Einstein once explained, “It’s not that I’m so smart. But I stay with the questions much longer.” I spoke in assembly this week about the importance of asking questions to develop learning. I urged girls to make questioning an active habit. Asking questions is the basis of one of the earliest forms of education — the Socratic Method — used to train young minds in the rigours of critical thinking. Yet, it’s a mostly ignored in our world that “tends to place more value on answers, pronouncements and promises,” according to Warren Berger in his book, A More Beautiful Question.
Berger points out that, as children, we start out questioning everything: then, as we get older, we lose that innate skill and become more conformist and less creative. In his research, Berger found that everything from the inspiration for the Red Cross, to the birth of the Internet, to the invention of the cell phone, could be traced back to a question. He describes a beautiful question as ‘an ambitious, yet actionable, question that can begin to shift the way we think about something—and can serve as a catalyst to bring about change’.

It is true that often one great question can lead to a whole world of discovery. According to Stuart Firestein in his book Ignorance: How It Drives Science, “One good question can give rise to several layers of answers, can inspire decades-long searches for solutions, and generate whole new fields of inquiry, and can prompt changes in entrenched thinking.”

Berger suggests you start building your own beautiful question by looking to where your interests and passions lie—ask yourself what you care deeply about. Look for a tough problem that needs solving.

Once you’ve found a challenge worth pursuing, he says, put it into the form of a “How might I?” question. Business and enterprise innovators have been using this form of questioning for years because it’s a great way to phrase a question that is open and yet still action-oriented.

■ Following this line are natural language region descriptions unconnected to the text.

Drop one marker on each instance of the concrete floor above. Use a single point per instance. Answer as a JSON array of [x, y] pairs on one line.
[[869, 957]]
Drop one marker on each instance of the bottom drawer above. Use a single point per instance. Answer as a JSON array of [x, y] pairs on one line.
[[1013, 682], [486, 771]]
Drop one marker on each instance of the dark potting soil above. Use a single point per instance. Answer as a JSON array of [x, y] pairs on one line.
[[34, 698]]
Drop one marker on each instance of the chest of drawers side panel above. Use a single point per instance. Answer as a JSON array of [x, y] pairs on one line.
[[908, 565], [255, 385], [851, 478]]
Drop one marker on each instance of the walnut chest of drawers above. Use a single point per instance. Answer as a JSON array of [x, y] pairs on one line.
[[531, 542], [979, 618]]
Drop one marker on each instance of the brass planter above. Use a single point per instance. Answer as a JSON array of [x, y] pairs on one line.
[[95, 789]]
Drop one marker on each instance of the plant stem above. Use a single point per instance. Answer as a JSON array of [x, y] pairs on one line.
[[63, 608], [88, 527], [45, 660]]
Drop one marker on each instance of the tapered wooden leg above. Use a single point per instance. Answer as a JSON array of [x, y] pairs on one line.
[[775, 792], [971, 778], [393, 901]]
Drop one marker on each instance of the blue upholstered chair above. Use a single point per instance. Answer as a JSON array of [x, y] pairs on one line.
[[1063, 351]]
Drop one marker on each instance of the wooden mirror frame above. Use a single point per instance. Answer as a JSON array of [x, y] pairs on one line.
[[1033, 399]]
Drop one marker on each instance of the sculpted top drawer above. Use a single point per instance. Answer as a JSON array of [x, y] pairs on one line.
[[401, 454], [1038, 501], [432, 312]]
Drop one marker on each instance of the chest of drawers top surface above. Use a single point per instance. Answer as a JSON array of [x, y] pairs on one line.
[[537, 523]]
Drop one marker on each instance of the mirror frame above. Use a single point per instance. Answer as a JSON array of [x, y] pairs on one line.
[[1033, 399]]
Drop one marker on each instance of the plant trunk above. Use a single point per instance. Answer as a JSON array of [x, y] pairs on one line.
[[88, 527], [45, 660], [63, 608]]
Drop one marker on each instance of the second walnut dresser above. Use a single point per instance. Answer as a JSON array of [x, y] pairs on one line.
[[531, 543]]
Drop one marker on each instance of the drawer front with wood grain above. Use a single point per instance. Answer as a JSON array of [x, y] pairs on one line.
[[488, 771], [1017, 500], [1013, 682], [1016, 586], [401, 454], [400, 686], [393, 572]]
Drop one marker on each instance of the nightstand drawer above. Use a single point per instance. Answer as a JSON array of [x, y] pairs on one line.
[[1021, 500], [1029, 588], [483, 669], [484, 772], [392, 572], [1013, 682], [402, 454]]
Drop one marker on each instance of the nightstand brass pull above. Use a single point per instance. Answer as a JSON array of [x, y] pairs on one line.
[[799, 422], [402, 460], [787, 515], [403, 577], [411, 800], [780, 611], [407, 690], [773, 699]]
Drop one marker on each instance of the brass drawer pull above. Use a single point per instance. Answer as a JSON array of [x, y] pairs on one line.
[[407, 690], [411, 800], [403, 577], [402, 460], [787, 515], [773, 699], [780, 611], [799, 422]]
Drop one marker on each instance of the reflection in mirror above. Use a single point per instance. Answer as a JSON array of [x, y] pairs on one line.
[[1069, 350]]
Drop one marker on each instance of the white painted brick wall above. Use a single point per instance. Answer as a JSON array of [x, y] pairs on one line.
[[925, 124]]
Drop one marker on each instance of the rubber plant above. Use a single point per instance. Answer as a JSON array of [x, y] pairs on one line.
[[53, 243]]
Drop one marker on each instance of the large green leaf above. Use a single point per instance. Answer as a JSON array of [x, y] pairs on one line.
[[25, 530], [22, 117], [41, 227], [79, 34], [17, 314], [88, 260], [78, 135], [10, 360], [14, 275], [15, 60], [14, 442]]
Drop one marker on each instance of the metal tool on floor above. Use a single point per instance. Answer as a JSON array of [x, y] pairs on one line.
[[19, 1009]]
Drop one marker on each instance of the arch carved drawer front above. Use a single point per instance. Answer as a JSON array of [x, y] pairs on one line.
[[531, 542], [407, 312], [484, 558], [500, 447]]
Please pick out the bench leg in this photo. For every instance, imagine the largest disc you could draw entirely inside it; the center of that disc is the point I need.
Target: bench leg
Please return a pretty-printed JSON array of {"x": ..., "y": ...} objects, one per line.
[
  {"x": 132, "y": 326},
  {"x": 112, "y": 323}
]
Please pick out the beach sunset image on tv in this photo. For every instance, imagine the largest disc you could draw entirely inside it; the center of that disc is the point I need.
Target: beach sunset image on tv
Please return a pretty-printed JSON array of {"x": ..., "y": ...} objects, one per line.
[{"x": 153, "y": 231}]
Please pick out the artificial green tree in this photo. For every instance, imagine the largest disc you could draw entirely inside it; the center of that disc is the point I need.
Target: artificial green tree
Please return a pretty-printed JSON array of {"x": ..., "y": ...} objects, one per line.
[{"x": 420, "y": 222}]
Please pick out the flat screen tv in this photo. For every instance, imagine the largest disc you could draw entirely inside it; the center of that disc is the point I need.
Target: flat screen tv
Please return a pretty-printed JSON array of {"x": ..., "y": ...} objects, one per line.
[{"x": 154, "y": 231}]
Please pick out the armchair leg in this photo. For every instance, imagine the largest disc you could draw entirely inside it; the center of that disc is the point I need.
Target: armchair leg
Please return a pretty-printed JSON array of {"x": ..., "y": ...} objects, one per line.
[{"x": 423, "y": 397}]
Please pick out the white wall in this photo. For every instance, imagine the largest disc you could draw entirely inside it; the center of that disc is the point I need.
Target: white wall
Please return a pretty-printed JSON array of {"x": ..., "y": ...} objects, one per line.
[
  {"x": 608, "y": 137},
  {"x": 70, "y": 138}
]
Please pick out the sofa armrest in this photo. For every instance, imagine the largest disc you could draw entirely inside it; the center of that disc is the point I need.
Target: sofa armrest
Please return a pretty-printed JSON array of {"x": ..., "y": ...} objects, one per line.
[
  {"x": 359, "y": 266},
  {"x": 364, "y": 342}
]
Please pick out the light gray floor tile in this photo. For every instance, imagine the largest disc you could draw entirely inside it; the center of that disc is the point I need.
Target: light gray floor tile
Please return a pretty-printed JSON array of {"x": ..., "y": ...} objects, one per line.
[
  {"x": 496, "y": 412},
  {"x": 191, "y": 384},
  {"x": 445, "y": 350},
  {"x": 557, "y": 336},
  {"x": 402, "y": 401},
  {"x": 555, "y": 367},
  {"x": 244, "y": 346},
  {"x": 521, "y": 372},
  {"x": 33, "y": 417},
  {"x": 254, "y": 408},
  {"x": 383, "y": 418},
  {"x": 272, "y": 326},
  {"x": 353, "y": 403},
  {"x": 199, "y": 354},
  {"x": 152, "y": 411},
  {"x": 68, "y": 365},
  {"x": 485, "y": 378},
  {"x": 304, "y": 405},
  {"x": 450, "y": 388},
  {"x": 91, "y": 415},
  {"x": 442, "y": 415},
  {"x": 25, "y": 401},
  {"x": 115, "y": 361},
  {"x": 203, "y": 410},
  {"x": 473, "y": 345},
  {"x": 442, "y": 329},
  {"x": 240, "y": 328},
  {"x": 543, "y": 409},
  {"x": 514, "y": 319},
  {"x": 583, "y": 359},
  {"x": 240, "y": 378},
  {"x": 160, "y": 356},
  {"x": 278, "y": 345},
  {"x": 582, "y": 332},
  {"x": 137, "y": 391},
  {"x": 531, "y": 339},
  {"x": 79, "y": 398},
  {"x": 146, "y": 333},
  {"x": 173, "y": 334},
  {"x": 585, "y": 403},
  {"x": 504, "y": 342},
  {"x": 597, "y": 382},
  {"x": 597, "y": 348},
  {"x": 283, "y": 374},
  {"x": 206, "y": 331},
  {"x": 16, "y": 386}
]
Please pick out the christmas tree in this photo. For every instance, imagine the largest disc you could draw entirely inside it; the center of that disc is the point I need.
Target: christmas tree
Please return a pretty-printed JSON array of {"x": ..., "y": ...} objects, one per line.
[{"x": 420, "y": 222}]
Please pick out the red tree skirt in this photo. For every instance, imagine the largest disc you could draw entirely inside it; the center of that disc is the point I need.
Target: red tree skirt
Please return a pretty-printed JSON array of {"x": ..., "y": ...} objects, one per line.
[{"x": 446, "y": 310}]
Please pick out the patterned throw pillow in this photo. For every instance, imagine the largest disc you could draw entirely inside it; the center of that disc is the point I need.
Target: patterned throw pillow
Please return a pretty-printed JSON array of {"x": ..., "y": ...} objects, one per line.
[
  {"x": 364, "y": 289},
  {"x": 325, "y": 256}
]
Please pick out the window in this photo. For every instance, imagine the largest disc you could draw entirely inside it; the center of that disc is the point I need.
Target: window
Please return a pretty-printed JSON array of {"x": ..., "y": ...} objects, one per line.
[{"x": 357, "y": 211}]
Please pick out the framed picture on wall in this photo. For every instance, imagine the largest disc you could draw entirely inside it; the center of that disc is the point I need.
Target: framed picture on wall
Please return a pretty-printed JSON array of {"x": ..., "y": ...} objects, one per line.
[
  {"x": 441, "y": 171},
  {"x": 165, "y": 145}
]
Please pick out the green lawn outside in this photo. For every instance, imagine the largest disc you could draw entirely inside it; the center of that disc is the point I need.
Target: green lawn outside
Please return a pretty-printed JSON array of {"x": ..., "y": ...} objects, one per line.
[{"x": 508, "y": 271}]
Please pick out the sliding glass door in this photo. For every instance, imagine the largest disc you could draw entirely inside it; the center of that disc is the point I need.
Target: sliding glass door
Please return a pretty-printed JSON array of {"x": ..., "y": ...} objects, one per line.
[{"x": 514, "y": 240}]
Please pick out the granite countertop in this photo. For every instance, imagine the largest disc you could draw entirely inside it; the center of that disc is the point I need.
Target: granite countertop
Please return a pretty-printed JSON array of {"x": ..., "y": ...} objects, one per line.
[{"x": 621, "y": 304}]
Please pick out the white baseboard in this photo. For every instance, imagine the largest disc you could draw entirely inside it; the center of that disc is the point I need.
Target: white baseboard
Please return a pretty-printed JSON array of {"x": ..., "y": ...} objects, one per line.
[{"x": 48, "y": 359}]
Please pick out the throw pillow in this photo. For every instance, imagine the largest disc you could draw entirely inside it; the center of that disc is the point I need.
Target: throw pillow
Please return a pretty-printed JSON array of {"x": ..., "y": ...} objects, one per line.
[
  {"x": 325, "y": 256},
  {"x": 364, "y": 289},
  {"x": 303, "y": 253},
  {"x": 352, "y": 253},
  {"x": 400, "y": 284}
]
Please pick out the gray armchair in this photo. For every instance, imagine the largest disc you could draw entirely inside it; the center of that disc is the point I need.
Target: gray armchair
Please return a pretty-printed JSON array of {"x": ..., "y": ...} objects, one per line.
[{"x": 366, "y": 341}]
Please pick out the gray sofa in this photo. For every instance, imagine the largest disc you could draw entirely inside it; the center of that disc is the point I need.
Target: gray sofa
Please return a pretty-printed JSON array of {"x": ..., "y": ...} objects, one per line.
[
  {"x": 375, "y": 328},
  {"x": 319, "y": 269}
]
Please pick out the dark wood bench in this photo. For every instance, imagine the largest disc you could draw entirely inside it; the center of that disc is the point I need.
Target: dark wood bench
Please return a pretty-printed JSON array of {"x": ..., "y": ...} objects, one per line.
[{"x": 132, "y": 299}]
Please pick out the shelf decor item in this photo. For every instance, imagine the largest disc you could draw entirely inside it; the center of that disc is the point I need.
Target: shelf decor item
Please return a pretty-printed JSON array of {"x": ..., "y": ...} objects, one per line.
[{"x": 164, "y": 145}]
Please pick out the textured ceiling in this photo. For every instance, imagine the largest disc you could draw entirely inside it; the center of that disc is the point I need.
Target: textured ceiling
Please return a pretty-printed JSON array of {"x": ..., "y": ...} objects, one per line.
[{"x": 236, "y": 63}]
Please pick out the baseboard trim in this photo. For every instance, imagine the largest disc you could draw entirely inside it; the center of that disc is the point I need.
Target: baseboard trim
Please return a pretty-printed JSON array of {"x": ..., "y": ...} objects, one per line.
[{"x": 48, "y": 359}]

It’s also important to stick with your question. We have become too accustomed to getting quick answers to our daily questions on Google, but a beautiful question calls for a very different kind of “search”—which may lead you to unfamiliar places, new ways of thinking. I spent a lovely lesson in Y9 English class this week. The girls had produced some superb responses to research they’d been doing on Jane Austen’s life and work. As part of the task, Miss Bournon had insisted there be no ‘cutting and pasting from Wikipedia’. The result was that, in addition to observing some excellent projects, I found the girls able to talk about Austen with impressive knowledge and insight: not having gone for easy answers, their learning was deeper and the pride they had taken in the efforts they made was palpable. This encouragement of girls to ask questions and stick with them also underpins the Temple Project Qualification that we run each year in school.